Keywords: Benign prostatic hyperplasia; Dutasteride; tamsulosin; 5-alpha-reductase inhibitor; Prostate-specific antigen; Prostate volume; Prostate cancer; Multiparametric MRI
| Introduction | ▴Top |
Benign prostatic hyperplasia (BPH) is clinically relevant when it causes lower urinary tract symptoms (LUTS), reduces quality of life, or increases the risk of acute urinary retention (AUR) or surgery. Contemporary European guidance recommends alpha-1 blockers for rapid symptom relief and 5-alpha-reductase inhibitors (5-ARIs) for men with moderate-to-severe LUTS who are at increased risk of progression, especially when prostate volume is greater than 40 mL. The American Urological Association similarly recommends 5-ARI therapy only when enlargement is demonstrated by imaging volume, palpable enlargement, or prostate-specific antigen (PSA) as a size proxy [1, 2]. This volume-based approach matters because 5-ARIs reduce the static component of obstruction, whereas alpha-blockers relax smooth muscle at the prostate and bladder neck.

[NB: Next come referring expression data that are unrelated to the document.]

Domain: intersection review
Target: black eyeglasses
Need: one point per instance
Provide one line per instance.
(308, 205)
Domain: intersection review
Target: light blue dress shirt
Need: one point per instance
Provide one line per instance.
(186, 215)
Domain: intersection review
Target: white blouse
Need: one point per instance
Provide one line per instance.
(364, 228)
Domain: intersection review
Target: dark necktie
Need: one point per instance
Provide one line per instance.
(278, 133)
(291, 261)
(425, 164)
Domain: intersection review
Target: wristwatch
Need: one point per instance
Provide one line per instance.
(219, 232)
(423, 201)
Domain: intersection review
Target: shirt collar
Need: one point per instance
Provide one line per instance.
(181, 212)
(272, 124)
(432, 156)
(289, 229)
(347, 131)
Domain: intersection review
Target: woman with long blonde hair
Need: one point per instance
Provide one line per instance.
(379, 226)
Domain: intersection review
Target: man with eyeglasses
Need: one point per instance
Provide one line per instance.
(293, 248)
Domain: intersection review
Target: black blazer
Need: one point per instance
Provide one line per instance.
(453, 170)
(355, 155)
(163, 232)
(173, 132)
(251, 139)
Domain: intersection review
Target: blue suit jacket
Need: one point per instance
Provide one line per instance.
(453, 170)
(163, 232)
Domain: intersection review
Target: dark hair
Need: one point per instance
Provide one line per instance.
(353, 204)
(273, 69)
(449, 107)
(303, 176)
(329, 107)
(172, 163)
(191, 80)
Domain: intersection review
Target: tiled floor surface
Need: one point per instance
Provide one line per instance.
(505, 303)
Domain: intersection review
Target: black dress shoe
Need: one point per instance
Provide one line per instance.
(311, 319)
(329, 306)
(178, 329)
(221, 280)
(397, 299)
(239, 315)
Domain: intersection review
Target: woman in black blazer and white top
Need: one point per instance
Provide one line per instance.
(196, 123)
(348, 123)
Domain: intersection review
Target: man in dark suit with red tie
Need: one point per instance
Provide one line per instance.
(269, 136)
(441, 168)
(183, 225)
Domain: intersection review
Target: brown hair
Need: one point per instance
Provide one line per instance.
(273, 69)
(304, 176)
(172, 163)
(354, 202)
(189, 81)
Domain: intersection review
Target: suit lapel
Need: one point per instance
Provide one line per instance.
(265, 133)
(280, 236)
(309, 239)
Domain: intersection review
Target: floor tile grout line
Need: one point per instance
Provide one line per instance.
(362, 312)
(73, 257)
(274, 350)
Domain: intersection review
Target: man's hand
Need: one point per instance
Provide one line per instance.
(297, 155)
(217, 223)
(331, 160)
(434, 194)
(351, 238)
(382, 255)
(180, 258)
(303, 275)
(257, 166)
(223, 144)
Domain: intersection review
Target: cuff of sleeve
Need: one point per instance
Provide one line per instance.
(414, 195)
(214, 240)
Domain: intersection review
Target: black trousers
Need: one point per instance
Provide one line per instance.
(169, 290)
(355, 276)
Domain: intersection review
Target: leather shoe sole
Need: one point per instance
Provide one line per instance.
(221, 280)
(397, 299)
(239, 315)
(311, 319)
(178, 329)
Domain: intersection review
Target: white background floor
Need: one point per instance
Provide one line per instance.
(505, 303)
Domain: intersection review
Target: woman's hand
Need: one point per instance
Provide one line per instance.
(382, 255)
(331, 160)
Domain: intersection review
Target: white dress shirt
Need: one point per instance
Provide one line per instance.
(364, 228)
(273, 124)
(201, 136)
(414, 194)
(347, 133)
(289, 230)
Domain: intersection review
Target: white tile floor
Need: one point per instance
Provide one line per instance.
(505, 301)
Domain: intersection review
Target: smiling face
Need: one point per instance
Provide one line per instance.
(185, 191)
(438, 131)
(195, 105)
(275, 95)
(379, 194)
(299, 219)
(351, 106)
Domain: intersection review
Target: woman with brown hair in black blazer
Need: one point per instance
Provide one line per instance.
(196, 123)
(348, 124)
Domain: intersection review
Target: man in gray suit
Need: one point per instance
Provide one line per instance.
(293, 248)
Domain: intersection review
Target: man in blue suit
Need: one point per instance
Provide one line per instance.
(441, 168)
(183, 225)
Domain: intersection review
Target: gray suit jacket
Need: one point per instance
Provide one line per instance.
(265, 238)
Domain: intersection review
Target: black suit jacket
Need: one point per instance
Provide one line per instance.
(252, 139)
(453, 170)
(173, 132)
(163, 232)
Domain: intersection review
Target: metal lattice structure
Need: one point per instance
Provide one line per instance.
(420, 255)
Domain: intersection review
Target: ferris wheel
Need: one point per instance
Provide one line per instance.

Dutasteride inhibits both type 1 and type 2 5-alpha-reductase isoenzymes, thereby suppressing the conversion of testosterone to dihydrotestosterone more broadly than finasteride. Australian product information for both dutasteride monotherapy and dutasteride–tamsulosin combination therapy emphasizes that prostate-cancer risk assessment should occur before treatment and during follow-up. Mean PSA falls by approximately 50% after 6 months, and any confirmed rise from the lowest on-treatment PSA should be evaluated even if the absolute value remains within the usual untreated reference range [3, 4].
The strongest trial evidence supports long-term treatment in men with enlarged prostates and higher risk of BPH progression. The Medical Therapy of Prostatic Symptoms (MTOPS) trial showed that finasteride-based combination therapy reduced overall clinical BPH progression more than either monotherapy. The dutasteride–tamsulosin CombAT trial showed durable reductions in AUR and BPH-related surgery over 4 years in men enrolled with a prostate volume of at least 30 cm3 and a PSA of 1.5–10 ng/mL [5, 6].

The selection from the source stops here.